You only have one mom. I know...there's step-mom's, adoptive mom's, lesbian moms...but you only came out of one vagina...and that vagina belonged to your mom. Love her, hate her...regardless, she brought you into this world.
My oldest child was a surprise, but not really. We knew what we were doing and was aware of the risk. I was waiting for my period to come so I could start my birth control...however, it never came. We were happy to find out I was pregnant. Abortion was never an option for me, I just don't believe in it; for myself. My son was my buddy for a hot while. I would have never imagined when he was one years old that he would be my best friend...my only friend...to talk to. Sounds crazy right? But that's how it was. Living in Hawaii...a place supposed to be considered paradise...was my living hell. The first year I lived in Hawaii was hell. My son's father "worked" all day every day, and me and my son stayed home and chilled together all day... every day.
I'm not sure if all that time we spent together was a good thing, or a bad thing. My oldest son has a LOT of my personality. In other words...we CLASH. Big time. Growing up, I never really talked to my mom.
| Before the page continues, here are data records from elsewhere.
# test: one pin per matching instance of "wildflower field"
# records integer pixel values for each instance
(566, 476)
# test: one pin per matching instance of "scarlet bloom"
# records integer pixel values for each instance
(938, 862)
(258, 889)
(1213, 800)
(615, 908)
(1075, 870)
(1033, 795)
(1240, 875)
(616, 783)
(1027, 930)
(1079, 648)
I was always by her side, attached to her hip when I was little...but as I got older, we never agreed on clothes, style, anything. I always fought with my mom, but could chill with my dad. I was never really close to her like my sister is. My sister talks to my mom at least three times a day, every day. I call her maybe once or twice a week.
My oldest son will not talk to me. If he does, it's after a LOT of attitude, anger, hostility, you name it. There might as well be an explosion before I get down to the root of the problem of my sons issues. He never really tells me the ultimate issue, but I can get the jist. I'm his mom.
My son is mad at me. He's mad at me for not being with his dad anymore. He's mad at me for moving so much. He's mad at me for changing schools so many times. He's mad at me for everything. I get it. I try my best to handle it. But I will admit that it does hurt. I know I will never make him truly happy because all he wants is for me to get back with his dad and for us to be a family again.
My son saw a lot. He's seen me cry more than any kid should ever have seen. He's seen me angry, happy, frustrated...he's witnessed it all; and internalized it. UGH! Yea...so I can't write about it anymore...not the right time. Sorry.